GAINESVILLE, Fla. — The board appointed by Gov. Ron DeSantis to oversee Walt Disney Co.’s central Florida theme parks on Wednesday moved closer to invalidating an agreement that gave the entertainment giant authority over its Florida properties.
Central Florida Tourism Oversight District Board of Supervisors, during a meeting in Lake Buena Vista, also announced a series of proposals that further the clash between the DeSantis administration and the California-based entertainment giant.
The board on Wednesday asked lawyers to prepare a move that would invalidate the agreement between the Central Florida board that had been controlled by Disney and the company. That agreement, quietly approved in February, gave Disney authority over its theme parks despite a new law that formed a new board controlled by the governor.
The DeSantis administration, however, learned about the agreement in March and then scrambled to respond.
David Thompson, the managing partner from Cooper & Kirk, a Washington, D.C. law firm hired by the newly-installed board, said Disney’s agreements giving it developmental power were not following state law, quoting that they were “illegal, and they will not stand.” Thompson then compared Disney to Scrooge McDuck.
Thompson and Alan Lawson, former Supreme Court Justice, who was also hired by the board, said the district was in violation of the Florida constitution because it gave authority to a private company, and also did not establish procedures before accepting a new developmental agreement at a Feb. 8 meeting.

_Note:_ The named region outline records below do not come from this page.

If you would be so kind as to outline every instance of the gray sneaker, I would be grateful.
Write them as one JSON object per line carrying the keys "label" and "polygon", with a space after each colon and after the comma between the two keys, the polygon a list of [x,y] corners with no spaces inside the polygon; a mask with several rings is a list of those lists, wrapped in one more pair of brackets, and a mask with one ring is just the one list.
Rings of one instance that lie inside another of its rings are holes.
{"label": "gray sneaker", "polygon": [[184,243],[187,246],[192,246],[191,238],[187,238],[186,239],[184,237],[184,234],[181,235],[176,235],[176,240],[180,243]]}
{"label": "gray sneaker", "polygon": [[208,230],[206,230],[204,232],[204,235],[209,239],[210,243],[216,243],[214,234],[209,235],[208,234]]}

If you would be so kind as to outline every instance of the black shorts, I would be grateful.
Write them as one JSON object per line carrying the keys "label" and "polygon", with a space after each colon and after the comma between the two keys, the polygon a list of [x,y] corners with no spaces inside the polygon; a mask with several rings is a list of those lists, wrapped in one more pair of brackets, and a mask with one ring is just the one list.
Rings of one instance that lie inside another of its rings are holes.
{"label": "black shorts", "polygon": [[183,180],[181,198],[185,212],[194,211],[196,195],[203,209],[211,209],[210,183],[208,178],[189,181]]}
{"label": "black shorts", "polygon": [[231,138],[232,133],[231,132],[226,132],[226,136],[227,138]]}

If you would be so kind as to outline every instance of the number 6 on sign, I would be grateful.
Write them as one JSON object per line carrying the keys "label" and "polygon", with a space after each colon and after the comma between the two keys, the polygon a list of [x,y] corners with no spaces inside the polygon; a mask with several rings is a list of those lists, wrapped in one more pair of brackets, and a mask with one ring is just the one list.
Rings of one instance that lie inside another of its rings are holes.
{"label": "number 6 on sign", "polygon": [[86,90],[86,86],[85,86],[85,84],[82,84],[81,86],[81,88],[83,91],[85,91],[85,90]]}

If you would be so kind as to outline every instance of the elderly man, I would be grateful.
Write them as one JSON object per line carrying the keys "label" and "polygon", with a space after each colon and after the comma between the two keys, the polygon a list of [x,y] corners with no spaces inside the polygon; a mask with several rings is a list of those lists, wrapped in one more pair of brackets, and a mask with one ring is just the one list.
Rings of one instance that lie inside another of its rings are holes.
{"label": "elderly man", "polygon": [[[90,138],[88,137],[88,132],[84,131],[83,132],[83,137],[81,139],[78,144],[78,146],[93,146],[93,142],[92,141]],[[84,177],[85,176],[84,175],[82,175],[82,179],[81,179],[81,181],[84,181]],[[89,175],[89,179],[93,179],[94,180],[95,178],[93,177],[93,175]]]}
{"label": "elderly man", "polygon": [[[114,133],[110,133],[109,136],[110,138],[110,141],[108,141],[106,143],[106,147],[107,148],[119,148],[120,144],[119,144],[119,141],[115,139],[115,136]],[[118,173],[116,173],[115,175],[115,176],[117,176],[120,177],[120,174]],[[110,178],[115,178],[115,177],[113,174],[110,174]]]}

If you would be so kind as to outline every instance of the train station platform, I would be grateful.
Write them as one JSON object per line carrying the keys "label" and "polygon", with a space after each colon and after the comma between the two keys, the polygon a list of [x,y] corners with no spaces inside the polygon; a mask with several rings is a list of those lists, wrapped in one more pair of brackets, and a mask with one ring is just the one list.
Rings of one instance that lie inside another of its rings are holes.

Disney did not immediately respond to a request for comment.
The fight against Disney and DeSantis began nearly a year ago after Disney opposed the Parental Rights in Education bill, dubbed as the “Don’t Say Gay,” that prohibits teachers from leading classroom discussions on gender identity and sexual identity in kindergarten through third grade.
DeSantis, who signed the bill into law in March, criticized Disney as a “woke” corporation and pushed the GOP-controlled Legislature to strip the company of much of its authority over the Reedy Creek Improvement District, which allowed Disney to operate its own local government.
The board will meet again on April 26, where staff has been asked to make a resolution voiding the agreements.